Les différentes procédures de lutte contre le cybersquatting.

Depuis que les sites Web et les noms de domaine ont commencé à prospérer sur Internet, de nombreux individus ont commencé à faire du « squatting » de noms de domaine dans le but de les revendre à plus ou moins long terme ; et ce, afin de dégager une plus-value.
En matière d’enregistrement de nom de domaine, c’est la règle du « premier arrivé, premier servi » qui s’est imposée.
Dès lors, cette règle a permis le développement de certaines pratiques le « cybersquatting » et le « typosquatting ».

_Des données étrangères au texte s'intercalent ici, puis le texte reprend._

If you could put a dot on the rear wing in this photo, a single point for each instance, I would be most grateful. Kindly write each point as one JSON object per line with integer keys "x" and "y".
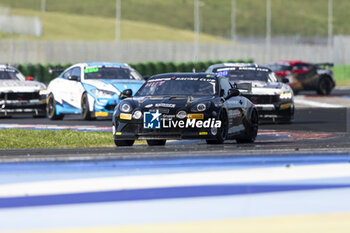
{"x": 243, "y": 87}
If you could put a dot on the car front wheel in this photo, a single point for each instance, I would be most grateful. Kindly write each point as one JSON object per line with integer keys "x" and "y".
{"x": 124, "y": 142}
{"x": 51, "y": 109}
{"x": 221, "y": 132}
{"x": 251, "y": 129}
{"x": 85, "y": 110}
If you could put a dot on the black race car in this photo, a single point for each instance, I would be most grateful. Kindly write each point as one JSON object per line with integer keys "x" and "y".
{"x": 20, "y": 95}
{"x": 273, "y": 99}
{"x": 305, "y": 76}
{"x": 184, "y": 106}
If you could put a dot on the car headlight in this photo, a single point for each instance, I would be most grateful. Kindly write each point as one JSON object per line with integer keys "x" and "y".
{"x": 137, "y": 115}
{"x": 103, "y": 93}
{"x": 181, "y": 114}
{"x": 200, "y": 107}
{"x": 125, "y": 107}
{"x": 43, "y": 92}
{"x": 286, "y": 95}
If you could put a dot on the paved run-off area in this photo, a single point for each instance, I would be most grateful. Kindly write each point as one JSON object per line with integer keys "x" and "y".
{"x": 295, "y": 178}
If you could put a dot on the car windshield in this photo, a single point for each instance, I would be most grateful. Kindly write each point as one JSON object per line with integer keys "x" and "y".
{"x": 111, "y": 73}
{"x": 246, "y": 74}
{"x": 279, "y": 67}
{"x": 10, "y": 74}
{"x": 179, "y": 86}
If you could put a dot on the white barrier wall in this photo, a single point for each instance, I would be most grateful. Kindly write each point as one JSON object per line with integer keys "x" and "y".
{"x": 21, "y": 51}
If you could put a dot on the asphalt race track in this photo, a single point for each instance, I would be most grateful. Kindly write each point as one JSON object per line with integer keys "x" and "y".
{"x": 321, "y": 124}
{"x": 294, "y": 178}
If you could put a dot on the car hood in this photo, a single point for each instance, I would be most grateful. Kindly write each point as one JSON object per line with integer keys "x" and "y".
{"x": 174, "y": 104}
{"x": 20, "y": 86}
{"x": 266, "y": 88}
{"x": 115, "y": 85}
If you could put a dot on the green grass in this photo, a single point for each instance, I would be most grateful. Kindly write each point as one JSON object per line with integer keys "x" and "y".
{"x": 23, "y": 138}
{"x": 289, "y": 17}
{"x": 342, "y": 75}
{"x": 62, "y": 26}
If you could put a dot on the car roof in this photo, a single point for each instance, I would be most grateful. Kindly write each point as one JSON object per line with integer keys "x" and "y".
{"x": 5, "y": 66}
{"x": 233, "y": 64}
{"x": 249, "y": 65}
{"x": 184, "y": 75}
{"x": 108, "y": 64}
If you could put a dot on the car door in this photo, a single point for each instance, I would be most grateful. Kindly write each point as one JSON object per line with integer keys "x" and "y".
{"x": 234, "y": 107}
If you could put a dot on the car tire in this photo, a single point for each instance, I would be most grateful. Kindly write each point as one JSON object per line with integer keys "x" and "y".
{"x": 251, "y": 129}
{"x": 51, "y": 109}
{"x": 85, "y": 111}
{"x": 324, "y": 86}
{"x": 156, "y": 142}
{"x": 124, "y": 142}
{"x": 222, "y": 131}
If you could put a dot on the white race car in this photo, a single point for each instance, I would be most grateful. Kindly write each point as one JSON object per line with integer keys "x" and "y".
{"x": 90, "y": 89}
{"x": 20, "y": 96}
{"x": 273, "y": 99}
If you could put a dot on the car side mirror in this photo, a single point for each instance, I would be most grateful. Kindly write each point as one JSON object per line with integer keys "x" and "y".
{"x": 125, "y": 94}
{"x": 73, "y": 78}
{"x": 285, "y": 80}
{"x": 232, "y": 93}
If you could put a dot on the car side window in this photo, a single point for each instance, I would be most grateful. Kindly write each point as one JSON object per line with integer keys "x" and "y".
{"x": 300, "y": 67}
{"x": 67, "y": 74}
{"x": 225, "y": 85}
{"x": 76, "y": 72}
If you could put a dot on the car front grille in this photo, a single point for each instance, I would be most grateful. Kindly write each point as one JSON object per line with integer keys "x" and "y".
{"x": 19, "y": 96}
{"x": 263, "y": 99}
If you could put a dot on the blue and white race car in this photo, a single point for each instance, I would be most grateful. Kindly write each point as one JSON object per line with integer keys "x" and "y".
{"x": 90, "y": 89}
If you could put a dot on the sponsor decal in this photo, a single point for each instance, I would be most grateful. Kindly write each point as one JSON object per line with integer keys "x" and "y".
{"x": 154, "y": 120}
{"x": 164, "y": 105}
{"x": 125, "y": 116}
{"x": 199, "y": 116}
{"x": 151, "y": 120}
{"x": 285, "y": 106}
{"x": 101, "y": 114}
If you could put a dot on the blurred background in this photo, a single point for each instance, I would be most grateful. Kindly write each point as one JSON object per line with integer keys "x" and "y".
{"x": 65, "y": 31}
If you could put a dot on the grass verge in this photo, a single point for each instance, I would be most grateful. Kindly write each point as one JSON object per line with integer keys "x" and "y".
{"x": 63, "y": 26}
{"x": 23, "y": 138}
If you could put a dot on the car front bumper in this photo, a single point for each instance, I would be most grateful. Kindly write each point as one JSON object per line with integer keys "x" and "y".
{"x": 132, "y": 131}
{"x": 275, "y": 111}
{"x": 20, "y": 107}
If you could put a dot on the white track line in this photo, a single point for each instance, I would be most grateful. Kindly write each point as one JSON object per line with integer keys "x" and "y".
{"x": 315, "y": 103}
{"x": 175, "y": 180}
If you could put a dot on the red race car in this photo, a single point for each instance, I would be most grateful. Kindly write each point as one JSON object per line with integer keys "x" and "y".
{"x": 305, "y": 76}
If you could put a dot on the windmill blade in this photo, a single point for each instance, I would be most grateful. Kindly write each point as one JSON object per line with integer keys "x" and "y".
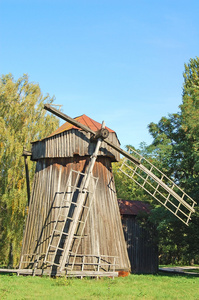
{"x": 158, "y": 185}
{"x": 140, "y": 170}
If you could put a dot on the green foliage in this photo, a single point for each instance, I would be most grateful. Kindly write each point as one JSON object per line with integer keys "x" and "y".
{"x": 22, "y": 120}
{"x": 175, "y": 151}
{"x": 176, "y": 148}
{"x": 132, "y": 287}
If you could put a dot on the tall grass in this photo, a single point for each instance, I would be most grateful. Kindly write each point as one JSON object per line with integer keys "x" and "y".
{"x": 131, "y": 287}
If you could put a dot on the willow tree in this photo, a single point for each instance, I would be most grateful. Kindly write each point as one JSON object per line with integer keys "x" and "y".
{"x": 22, "y": 120}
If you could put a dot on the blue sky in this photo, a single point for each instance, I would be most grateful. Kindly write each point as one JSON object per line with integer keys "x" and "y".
{"x": 118, "y": 61}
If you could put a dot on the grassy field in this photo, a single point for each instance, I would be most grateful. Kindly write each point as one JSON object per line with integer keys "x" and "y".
{"x": 132, "y": 287}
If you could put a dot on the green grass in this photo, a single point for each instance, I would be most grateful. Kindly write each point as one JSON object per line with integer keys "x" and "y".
{"x": 132, "y": 287}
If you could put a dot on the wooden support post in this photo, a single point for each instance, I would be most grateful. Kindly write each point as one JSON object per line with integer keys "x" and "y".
{"x": 25, "y": 154}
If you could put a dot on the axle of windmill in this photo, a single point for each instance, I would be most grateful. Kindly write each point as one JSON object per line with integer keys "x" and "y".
{"x": 144, "y": 173}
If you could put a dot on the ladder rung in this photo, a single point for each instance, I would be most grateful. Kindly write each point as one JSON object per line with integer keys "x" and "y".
{"x": 52, "y": 264}
{"x": 56, "y": 247}
{"x": 60, "y": 232}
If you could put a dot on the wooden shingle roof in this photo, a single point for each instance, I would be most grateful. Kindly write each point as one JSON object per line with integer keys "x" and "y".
{"x": 83, "y": 119}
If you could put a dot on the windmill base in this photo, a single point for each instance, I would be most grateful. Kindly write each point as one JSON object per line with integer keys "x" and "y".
{"x": 80, "y": 274}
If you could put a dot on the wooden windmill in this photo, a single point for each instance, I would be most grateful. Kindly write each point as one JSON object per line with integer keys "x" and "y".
{"x": 73, "y": 225}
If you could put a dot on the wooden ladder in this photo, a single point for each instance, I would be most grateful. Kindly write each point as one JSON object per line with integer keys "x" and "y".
{"x": 69, "y": 225}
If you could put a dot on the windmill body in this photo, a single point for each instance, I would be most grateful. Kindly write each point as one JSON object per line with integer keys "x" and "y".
{"x": 73, "y": 225}
{"x": 98, "y": 245}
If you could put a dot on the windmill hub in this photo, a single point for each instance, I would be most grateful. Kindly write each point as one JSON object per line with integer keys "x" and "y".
{"x": 103, "y": 133}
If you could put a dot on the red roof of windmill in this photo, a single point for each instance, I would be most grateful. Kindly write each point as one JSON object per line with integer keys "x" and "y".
{"x": 83, "y": 119}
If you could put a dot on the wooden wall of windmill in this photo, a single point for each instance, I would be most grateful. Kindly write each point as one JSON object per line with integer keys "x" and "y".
{"x": 70, "y": 148}
{"x": 141, "y": 240}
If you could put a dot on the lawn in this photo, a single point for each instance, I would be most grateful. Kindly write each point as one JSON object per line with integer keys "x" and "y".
{"x": 132, "y": 287}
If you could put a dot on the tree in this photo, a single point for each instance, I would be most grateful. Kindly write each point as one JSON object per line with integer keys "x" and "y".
{"x": 22, "y": 120}
{"x": 176, "y": 147}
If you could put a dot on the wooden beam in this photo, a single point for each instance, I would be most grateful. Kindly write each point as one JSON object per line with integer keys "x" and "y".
{"x": 25, "y": 154}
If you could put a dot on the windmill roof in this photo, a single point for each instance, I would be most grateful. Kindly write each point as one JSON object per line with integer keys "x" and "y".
{"x": 133, "y": 207}
{"x": 83, "y": 119}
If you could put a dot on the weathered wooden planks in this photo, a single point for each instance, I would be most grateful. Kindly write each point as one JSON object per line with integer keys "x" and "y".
{"x": 70, "y": 143}
{"x": 103, "y": 232}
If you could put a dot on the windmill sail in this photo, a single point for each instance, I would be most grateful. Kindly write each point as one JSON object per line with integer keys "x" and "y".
{"x": 145, "y": 174}
{"x": 158, "y": 185}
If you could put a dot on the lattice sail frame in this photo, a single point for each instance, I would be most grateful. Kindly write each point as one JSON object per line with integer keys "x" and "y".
{"x": 158, "y": 185}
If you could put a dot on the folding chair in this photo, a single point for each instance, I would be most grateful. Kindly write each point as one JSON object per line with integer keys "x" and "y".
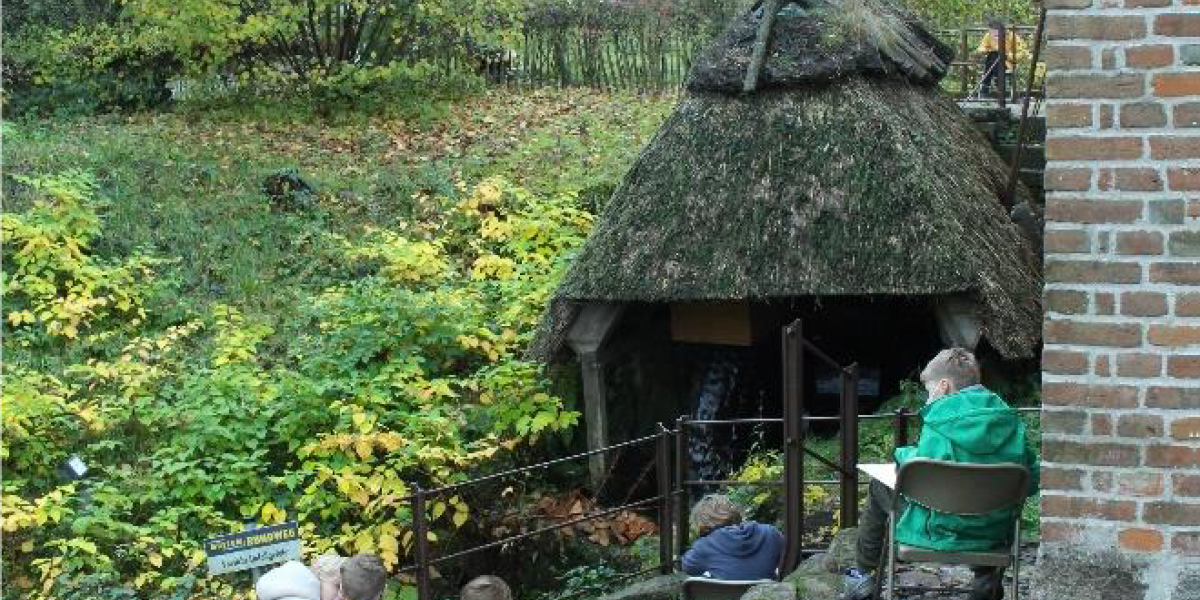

Le cybersquatting est l’enregistrement abusif d’un nom de domaine identique ou similaire à une marque ou un signe (que ce soit la dénomination sociale, le nom commercial, le nom de famille, etc…) et visant à s’octroyer un avantage indu ou à nuire à un tiers.

Le typosquatting en est une forme dérivée consistant plus spécifiquement à enregistrer un nom de domaine en modifiant un ou plusieurs caractères dans le but de profiter des fautes de frappes des internautes ou de la visibilité induite par les moteurs de recherche.

Dès le début des années 2000, ces pratiques ont eu un certain succès car très peu d’entreprises avaient été sensibilisées aux noms de domaine ainsi qu’à leurs enjeux.
Les titulaires des marques se trouvaient souvent contraints de racheter la propriété du nom de domaine nommé d’après leur marque afin de pouvoir les exploiter commercialement.

Ces pratiques perdurent encore aujourd’hui mais poursuivent désormais un but différent : il ne s’agit plus de revendre le nom de domaine au titulaire de la marque mais plutôt de profiter du fonctionnement des moteurs de recherche pour s’octroyer davantage de visibilité au détriment des concurrents.

Toutefois, les choses ont évolué et les tribunaux reconnaissent désormais bien souvent un droit de riposte juridique et plusieurs types de contentieux sont envisageables.

Le plus souvent, il s’agira d’introduire une instance devant le Tribunal judiciaire à différents titres :
– le parasitisme économique sanctionnant des comportements par lesquels un agent économique s’immisce dans le sillage d’un autre, afin de tirer profit, sans rien dépenser, de ses efforts et de son savoir-faire ;
– la concurrence déloyale qui est le fait, dans le cadre d’une concurrence autorisée, de faire un usage excessif de sa liberté d’entreprendre, en recourant à des procédés contraires aux règles et usages, occasionnant un préjudice. La concurrence déloyale est par exemple caractérisée par le fait pour un agent économique de réserver sciemment le nom de domaine, tout juste expiré, d’un concurrent qui en avait un usage antérieur et identique à sa raison sociale [1] ;
– la contrefaçon en matière de marque est l’utilisation d’une marque identique ou similaire sans l’accord de son titulaire.
À titre d’exemple : l’enregistrement du nom de domaine « sncf-usa.com » pour vendre des produits et services similaires à ceux de la Sncf et entraînant un risque de confusion dans l’esprit du public [2].

Chacun de ces fondements nécessite de réunir les conditions qui lui sont propres.

À cet égard, il faut relever que ces procédures sont dites écrites avec représentation obligatoire et pour lesquelles l’assistance d’un avocat qui s’appuiera sur les textes et quantifiera le préjudice s’avèrera indispensable.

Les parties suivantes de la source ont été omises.